Idaho state Representative Bruce Skaug, a Republican has introduced a bill to the state legislature that would once again legalize death by firing squad in the state.
If the law passes, it could be used for Bryan Kohberger, the 28-year-old accused of murdering four University of Idaho students on November 13. Prosecutors say he was linked to the crime by DNA evidence and cell phone location data.
Prosecutors have not announced if they will seek the death penalty in the case. Kohberger is expected to enter a plea in June and prosecutors have until July to announce if they will seek the death penalty.

Currently, lethal injection is the only legal method of execution in the state of Idaho. If Skaug’s bill passes it would allow the state to use a firing squad if the chemicals needed for the execution cannot be obtained by the state five days after the death warrant is signed.
Last November, the state had to cancel the execution of Gerald Pizzuto Jr. who was convicted in 1985 of murdering two people, because the state did not possess the necessary chemicals to perform the execution. Pizzuto’s execution has since been rescheduled for March 23.
Idaho has had issues getting the chemicals necessary to perform a lethal injection and even passed a law last year enabling companies and pharmacies to remain anonymous when they provide the chemicals, but the state’s shortage has remained.
Skaug told the state House Ways and Means Committee that he believes that firing squads are more humane than lethal injections because the death is short and lethal injection executions are sometimes botched.
“I am not [an] expert on the matter. What I have read is that there can be about 10 seconds of extreme pain before death [during a firing squad execution] at times, but I find it to be, in my personal view, more humane than lethal injection. Lethal injection gets botched about six to eight percent of the time and is a mess.”

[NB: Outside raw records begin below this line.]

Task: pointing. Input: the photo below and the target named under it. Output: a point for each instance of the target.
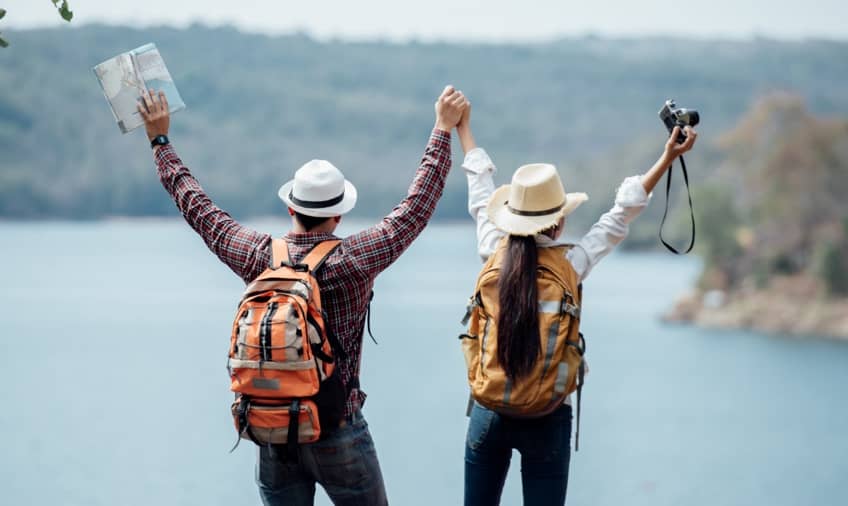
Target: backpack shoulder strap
(279, 253)
(319, 254)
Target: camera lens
(688, 117)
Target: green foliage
(717, 221)
(259, 107)
(64, 11)
(831, 261)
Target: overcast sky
(490, 20)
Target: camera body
(671, 117)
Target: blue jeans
(344, 462)
(545, 447)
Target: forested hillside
(258, 107)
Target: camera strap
(691, 211)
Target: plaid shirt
(348, 275)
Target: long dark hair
(518, 320)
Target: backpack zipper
(264, 333)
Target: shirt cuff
(477, 161)
(631, 193)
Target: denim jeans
(545, 447)
(344, 462)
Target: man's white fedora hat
(535, 201)
(319, 189)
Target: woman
(524, 214)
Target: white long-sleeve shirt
(604, 235)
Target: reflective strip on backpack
(549, 306)
(483, 342)
(304, 365)
(555, 306)
(554, 331)
(562, 378)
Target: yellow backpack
(560, 367)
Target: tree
(63, 8)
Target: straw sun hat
(535, 201)
(319, 189)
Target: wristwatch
(159, 140)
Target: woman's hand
(463, 128)
(673, 149)
(670, 153)
(154, 109)
(449, 108)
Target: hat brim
(347, 203)
(515, 224)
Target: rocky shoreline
(790, 305)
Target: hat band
(313, 204)
(519, 212)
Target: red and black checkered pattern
(348, 275)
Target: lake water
(115, 392)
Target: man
(344, 461)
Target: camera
(671, 116)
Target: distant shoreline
(789, 306)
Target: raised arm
(241, 248)
(479, 171)
(377, 247)
(631, 198)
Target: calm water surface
(114, 387)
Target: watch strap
(159, 140)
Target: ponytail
(518, 319)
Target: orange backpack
(560, 368)
(282, 356)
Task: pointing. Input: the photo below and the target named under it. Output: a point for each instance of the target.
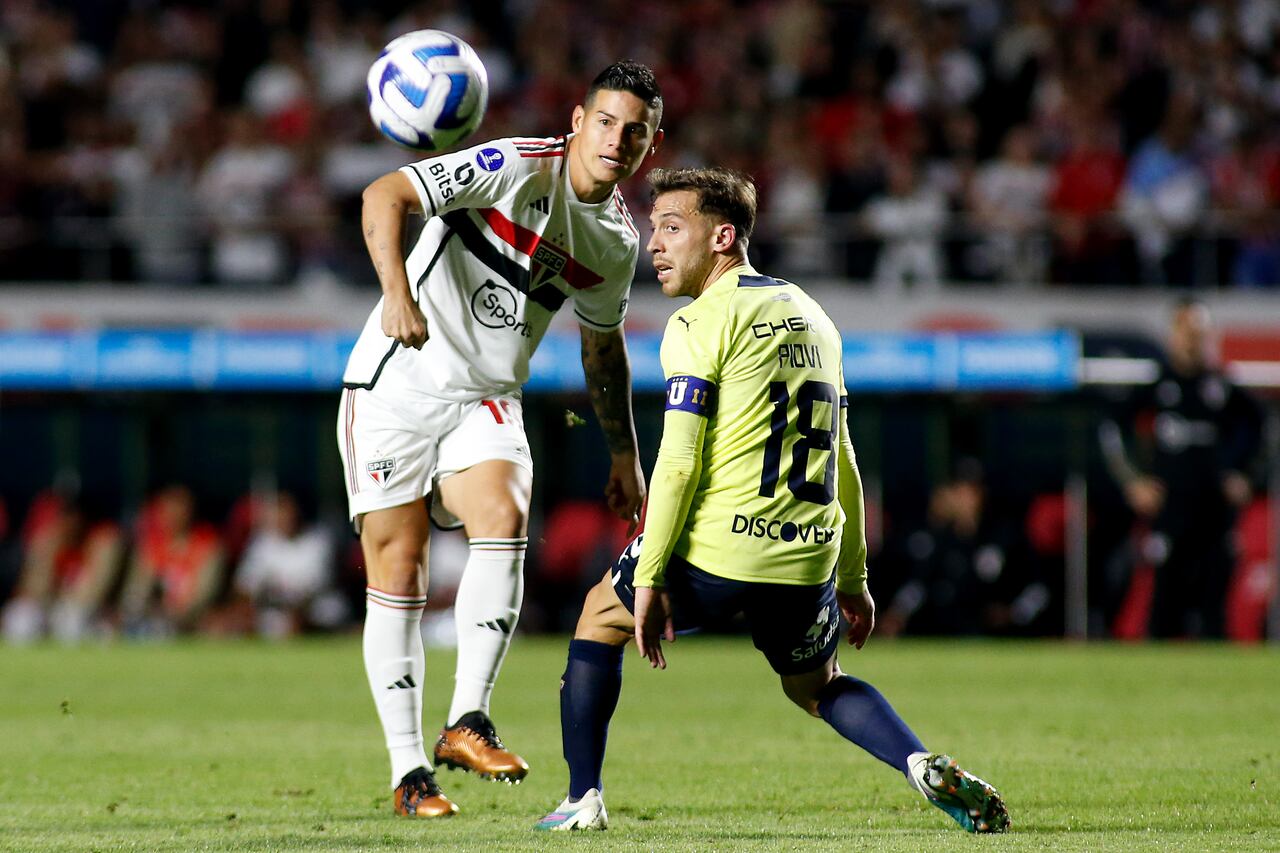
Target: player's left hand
(859, 611)
(625, 492)
(653, 624)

However, firing squad execution botches, though rare, are known to occur occasionally. According to the Salt Lake City Tribune, there were two botched firing squad executions in the state, one in 1951 when a prisoner was shot in the hip and abdomen and took “several minutes” to die. Another firing squad execution was botched so badly in 1879 that it compelled one newspaper to sarcastically comment that “the French guillotine never fails.”

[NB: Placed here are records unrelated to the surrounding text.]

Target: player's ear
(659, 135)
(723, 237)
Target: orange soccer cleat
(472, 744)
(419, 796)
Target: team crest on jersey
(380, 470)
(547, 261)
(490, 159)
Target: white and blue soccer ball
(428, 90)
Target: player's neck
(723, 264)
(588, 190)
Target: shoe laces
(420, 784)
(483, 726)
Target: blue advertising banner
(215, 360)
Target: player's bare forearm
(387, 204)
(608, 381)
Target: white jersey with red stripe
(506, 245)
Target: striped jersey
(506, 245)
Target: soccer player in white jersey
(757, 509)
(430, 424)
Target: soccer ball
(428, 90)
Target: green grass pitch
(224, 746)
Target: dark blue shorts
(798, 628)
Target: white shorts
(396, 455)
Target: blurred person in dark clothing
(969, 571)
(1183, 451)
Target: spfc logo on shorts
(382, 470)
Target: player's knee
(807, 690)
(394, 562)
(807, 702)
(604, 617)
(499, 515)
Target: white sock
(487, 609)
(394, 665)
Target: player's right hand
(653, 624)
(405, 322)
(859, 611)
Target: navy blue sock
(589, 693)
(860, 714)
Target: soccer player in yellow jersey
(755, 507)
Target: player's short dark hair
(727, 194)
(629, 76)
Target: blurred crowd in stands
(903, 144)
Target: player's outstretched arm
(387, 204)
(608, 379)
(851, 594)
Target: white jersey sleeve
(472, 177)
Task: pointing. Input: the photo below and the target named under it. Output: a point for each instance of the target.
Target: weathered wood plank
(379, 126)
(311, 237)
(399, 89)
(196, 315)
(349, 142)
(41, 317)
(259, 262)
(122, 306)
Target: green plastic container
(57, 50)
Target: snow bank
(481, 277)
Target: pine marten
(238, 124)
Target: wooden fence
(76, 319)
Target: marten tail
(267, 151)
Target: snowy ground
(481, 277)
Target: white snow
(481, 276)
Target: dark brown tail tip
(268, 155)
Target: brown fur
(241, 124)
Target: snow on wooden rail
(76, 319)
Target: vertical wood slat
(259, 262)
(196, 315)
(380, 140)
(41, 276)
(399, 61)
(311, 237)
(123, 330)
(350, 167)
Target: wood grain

Currently, four states have legal forms of firing squad executions: Mississippi, Oklahoma, Utah, and South Carolina. Mississippi, Oklahoma, and Utah allow prisoners to choose between death by lethal injection or firing squad, while South Carolina requires death row inmates to choose between the electric chair and firing squad if the state cannot obtain the chemicals necessary for lethal injection.
The law proposed by Skaug will give prisoners no choice in the matter.

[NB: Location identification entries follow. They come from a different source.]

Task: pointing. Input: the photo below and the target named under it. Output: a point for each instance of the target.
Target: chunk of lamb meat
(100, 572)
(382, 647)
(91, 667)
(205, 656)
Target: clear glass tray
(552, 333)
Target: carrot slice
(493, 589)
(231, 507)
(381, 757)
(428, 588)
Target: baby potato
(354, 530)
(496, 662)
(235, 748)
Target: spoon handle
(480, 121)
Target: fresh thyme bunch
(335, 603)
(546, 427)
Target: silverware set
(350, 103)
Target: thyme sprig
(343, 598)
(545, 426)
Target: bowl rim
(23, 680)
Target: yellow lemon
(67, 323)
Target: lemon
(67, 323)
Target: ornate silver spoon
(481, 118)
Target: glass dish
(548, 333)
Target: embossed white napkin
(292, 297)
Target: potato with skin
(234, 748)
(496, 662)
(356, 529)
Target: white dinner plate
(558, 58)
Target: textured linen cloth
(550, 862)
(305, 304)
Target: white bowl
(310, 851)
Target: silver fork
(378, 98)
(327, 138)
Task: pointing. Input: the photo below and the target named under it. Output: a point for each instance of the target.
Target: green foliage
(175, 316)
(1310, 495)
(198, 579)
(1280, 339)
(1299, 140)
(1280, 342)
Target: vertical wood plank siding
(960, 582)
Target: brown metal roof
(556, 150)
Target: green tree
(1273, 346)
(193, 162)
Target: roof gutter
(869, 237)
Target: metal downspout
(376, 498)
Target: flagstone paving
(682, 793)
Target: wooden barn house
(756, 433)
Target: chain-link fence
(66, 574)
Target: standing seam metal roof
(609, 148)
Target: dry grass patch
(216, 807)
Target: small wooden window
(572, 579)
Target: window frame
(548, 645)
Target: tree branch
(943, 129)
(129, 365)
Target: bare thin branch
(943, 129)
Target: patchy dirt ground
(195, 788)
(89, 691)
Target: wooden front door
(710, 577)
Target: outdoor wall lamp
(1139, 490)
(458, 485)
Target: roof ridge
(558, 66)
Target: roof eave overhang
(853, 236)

“Our criminal system should work and our penalties should be exacted,” Skaug said at the meeting.
While issuing the most recent death warrant for Pizzuto, Idaho Attorney General Raul Labrador implied that he supports bringing back other methods of execution to the state.
“We hope the Legislature will also consider giving the State an alternative method of execution,” Labrador said, also adding that the state will continue seeking the necessary drugs to perform a lethal injection.
Meanwhile, Skaug said that his law is necessary to uphold the justice system in the state. “Our criminal system should work and our penalties should be exacted,” Skaug said.
The bill will next go to the House Judiciary Committee, chaired by Skaug, for debate on if it should be introduced in the Idaho House of Representatives.
If it passes, it will be the second time in modern days that the state legislature legalized the practice. Firing squad executions were made legal in the state in 1985 but no prisoners were put to death by that method before the option was removed in 2009.